Use of a Recombination Reporter Insert To Define Meiotic Recombination Domains on Chromosome III of Saccharomyces cerevisiae
Author(s) -
Valérie Borde,
Tzu-Chen Wu,
Michael Lichten
Publication year - 1999
Publication title -
molecular and cellular biology
Language(s) - English
Resource type - Journals
SCImago Journal Rank - 2.14
H-Index - 327
eISSN - 1067-8824
pISSN - 0270-7306
DOI - 10.1128/mcb.19.7.4832
Subject(s) - biology , homologous recombination , centromere , chromatin , genetics , ectopic recombination , flp frt recombination , meiosis , genetic recombination , chromosome , recombination , saccharomyces cerevisiae , dna , microbiology and biotechnology , gene
InSaccharomyces cerevisiae , meiotic recombination is initiated by DNA double-strand breaks (DSBs). DSBs usually occur in intergenic regions that display nuclease hypersensitivity in digests of chromatin. DSBs are distributed nonuniformly across chromosomes; on chromosome III, DSBs are concentrated in two “hot” regions, one in each chromosome arm.
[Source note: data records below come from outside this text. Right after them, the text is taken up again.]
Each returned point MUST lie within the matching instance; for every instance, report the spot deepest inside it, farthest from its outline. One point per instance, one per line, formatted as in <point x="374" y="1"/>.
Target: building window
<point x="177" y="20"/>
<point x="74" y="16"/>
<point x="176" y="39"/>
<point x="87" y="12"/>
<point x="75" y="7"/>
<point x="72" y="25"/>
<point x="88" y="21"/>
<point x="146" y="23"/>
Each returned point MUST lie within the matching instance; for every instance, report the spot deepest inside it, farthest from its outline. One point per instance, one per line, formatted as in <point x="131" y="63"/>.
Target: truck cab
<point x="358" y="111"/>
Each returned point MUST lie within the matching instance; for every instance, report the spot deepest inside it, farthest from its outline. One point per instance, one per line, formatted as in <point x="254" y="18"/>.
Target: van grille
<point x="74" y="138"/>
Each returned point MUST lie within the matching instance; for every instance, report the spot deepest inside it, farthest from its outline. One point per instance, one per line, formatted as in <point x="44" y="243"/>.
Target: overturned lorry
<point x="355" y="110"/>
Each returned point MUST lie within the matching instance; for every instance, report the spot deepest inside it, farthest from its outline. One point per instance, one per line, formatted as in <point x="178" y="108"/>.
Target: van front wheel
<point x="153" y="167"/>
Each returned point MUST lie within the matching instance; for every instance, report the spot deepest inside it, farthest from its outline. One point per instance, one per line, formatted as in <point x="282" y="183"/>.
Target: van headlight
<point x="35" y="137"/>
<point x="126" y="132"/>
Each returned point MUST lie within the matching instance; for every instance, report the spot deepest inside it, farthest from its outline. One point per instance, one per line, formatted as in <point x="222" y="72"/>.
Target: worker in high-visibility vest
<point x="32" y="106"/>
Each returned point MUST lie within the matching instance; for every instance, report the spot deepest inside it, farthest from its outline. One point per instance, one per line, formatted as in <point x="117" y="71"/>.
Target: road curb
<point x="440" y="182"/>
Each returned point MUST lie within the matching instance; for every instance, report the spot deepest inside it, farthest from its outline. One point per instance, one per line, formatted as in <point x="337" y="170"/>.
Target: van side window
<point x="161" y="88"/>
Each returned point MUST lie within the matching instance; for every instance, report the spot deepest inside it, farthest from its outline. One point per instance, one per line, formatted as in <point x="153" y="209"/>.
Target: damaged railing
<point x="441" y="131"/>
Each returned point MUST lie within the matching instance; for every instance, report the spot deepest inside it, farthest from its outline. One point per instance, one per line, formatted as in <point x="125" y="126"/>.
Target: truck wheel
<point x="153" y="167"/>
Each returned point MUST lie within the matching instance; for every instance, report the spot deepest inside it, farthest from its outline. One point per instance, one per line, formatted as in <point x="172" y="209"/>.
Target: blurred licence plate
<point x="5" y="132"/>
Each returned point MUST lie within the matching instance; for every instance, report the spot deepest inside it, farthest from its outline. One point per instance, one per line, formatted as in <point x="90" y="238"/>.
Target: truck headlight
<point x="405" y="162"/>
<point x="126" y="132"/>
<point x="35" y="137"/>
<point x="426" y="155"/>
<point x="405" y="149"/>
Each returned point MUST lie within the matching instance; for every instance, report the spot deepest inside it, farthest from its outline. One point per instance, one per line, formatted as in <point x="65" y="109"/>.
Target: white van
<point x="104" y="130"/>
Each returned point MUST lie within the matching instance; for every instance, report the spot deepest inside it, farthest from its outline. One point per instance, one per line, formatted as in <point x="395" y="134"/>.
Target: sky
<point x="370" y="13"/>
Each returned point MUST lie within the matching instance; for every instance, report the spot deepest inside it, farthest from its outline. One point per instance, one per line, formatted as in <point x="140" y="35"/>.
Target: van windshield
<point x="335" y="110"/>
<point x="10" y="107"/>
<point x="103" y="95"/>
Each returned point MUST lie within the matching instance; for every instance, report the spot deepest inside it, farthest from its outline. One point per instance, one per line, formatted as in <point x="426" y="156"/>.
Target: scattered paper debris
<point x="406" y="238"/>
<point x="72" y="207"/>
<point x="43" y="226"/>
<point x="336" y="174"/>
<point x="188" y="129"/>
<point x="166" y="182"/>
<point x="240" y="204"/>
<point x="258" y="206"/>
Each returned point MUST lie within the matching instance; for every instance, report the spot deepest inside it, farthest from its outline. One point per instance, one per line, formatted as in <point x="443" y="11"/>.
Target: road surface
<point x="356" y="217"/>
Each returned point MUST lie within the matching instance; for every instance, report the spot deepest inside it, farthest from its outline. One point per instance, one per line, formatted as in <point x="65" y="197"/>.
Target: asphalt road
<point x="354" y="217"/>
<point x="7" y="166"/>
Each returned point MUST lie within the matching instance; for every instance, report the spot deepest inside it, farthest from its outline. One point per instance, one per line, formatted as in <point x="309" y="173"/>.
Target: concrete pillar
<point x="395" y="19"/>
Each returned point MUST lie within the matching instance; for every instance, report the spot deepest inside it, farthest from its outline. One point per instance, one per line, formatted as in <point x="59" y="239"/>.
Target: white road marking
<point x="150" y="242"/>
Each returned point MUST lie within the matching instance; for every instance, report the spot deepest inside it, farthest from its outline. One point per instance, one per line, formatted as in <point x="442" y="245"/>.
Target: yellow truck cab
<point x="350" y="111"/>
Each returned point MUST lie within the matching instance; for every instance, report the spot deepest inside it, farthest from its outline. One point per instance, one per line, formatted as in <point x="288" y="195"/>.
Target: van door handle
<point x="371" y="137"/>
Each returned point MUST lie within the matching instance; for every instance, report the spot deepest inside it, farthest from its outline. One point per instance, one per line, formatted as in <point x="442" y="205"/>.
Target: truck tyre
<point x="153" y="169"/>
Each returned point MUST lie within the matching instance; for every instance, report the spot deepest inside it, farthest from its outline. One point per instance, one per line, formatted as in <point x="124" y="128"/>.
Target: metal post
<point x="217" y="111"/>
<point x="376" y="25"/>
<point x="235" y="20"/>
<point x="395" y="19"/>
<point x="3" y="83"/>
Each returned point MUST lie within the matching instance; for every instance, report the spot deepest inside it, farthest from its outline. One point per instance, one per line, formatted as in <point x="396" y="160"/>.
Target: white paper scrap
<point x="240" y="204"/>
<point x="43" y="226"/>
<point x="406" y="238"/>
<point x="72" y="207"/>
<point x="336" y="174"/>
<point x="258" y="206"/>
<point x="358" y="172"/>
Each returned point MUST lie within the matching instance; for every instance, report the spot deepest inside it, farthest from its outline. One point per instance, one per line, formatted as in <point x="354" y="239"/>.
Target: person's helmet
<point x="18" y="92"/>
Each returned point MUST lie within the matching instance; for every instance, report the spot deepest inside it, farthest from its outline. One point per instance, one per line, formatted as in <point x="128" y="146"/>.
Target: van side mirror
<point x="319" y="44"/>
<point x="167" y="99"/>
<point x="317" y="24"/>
DSBs occur rarely in regions within about 40 kb of each telomere and in an 80-kb region in the center of the chromosome, just to the right of the centromere. We used recombination reporter inserts containingarg4 mutant alleles to show that the “cold” properties of the central DSB-deficient region are imposed on DNA inserted in the region. Cold region inserts display DSB and recombination frequencies that are substantially less than those seen with similar inserts in flanking hot regions. This occurs without apparent change in chromatin structure, as the same pattern and level of DNase I hypersensitivity is seen in chromatin of hot and cold region inserts. These data are consistent with the suggestion that features of higher-order chromosome structure or chromosome dynamics act in a target sequence-independent manner to control where recombination events initiate during meiosis.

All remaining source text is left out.